The category, special populations and special contexts, was comprised of 72 unique articles, that are divided into sub-categories indicating the primary setting, presenting concern, or population that the listed research focuses on. The 18 sub-categories of this section were titled: academic achievement and language acquisition; addictions; autism spectrum disorder; children and adolescents; eating disorders; families; forensic settings; foster care system; intellectual and developmental disabilities; interpersonal violence; migration: assimilation, identity, marginalization, and acculturative stress; mothers of children with mental health struggles or children at risk; neurological trauma or degeneration; older adults; social justice; trauma; psychiatric disorders; and school settings.

The academic achievement and language acquisition sub-category contained a single article (see Table 7 [Tab. 7]) that demonstrated significant improvement across a number of domains critical to secondary language mastery among bilingual Iranian children enrolled in a speech/language focused drama therapy group [78].

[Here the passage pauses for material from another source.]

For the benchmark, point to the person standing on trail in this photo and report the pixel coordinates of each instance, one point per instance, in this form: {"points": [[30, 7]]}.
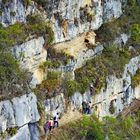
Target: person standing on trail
{"points": [[88, 108], [46, 127], [56, 119], [84, 105]]}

The addictions sub-category contained two articles (see Table 7 [Tab. 7]). Findings point to the efficacy of drama therapy as a forum for the re-envisioning and re-creation of post-addiction identity [67], with one study isolating storytelling and face painting as tools that successfully promoted positive emotional states [57].

The autism spectrum disorder (ASD) sub-category contained seven articles (see Table 8 [Tab. 8]). Drama therapy demonstrated promising results for children and adolescents within this population in improving social skills [17], [96], problem behaviors [17], developing confidence when in a group process with neurotypical peers [22], and supporting an ability to play and utilize imaginative thinking [54]. From the perspective of caregivers of children with ASD, a qualitative investigation found that involvement in drama therapy promoted social inclusion and skills development, safety and containment, structure in the form of predictability, and an overall support for the whole system [31]. Adults on the Autism spectrum were reported to benefit from developing a sense of agency [77]. A questionnaire was distributed to drama therapists in the United Kingdom about their work with this population; respondents reported on range of difficulties, client evaluations, case vignettes, procedures for progress monitoring and evaluation, how drama therapy supports this population, and sub-populations served [1].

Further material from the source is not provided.